Class 523C 2-10-0 (1949)

Class 523C 2-Cylinder Goods Locomotive
Designed by Frihdrik Tešlov
Built in 1949 by Ernesto Breda, Milan, Italy

After the Second World War Frihdrik Tešlov decided to furnish the RSR with a medium-weight goods locomotive to complement his class 323F 4-6-2. Interestingly, Tešlov preferred not to use the existing German classes 50 and 52, but rather to create his own design. The 523C shared many features with the 323F, including its all-welded boiler, cast chassis with integral cylinders and various devices for reducing servicing time (and costs), such as fully automatic lubrication, Franklin automatic hornblock wedges, rocking grate, hopper-bottomed smokebox and firetube cleaning gear.

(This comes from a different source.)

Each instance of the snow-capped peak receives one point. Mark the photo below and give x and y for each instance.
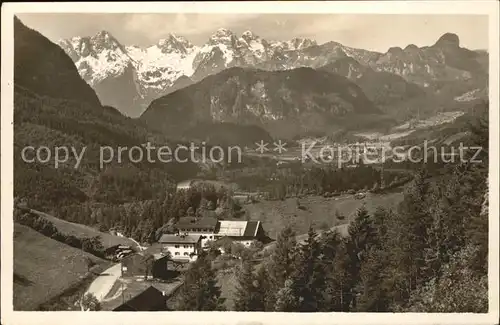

The new engines entered service during 1949 and, as the RSR's first ten-coupled tender design for some twenty years, bridged until the coming of the 523D 2-10-2s and the legendary 533A. The 523C was a classical post-war Tešlov engine with two-cylinder simple drive and of a type much favoured also by its designer's successor Rodivacek. During the 1950s the entire class received poppet valves, a few locos also being coupled to Vanderbilt tenders. Once Jochann Ketterik had taken over as CME, however, there was a major swing in favour of multi-cylindered locomotives and the 523C was an early victim. Of the total of seventy engines built, over half had disappeared by 1970, the rest following by 1973.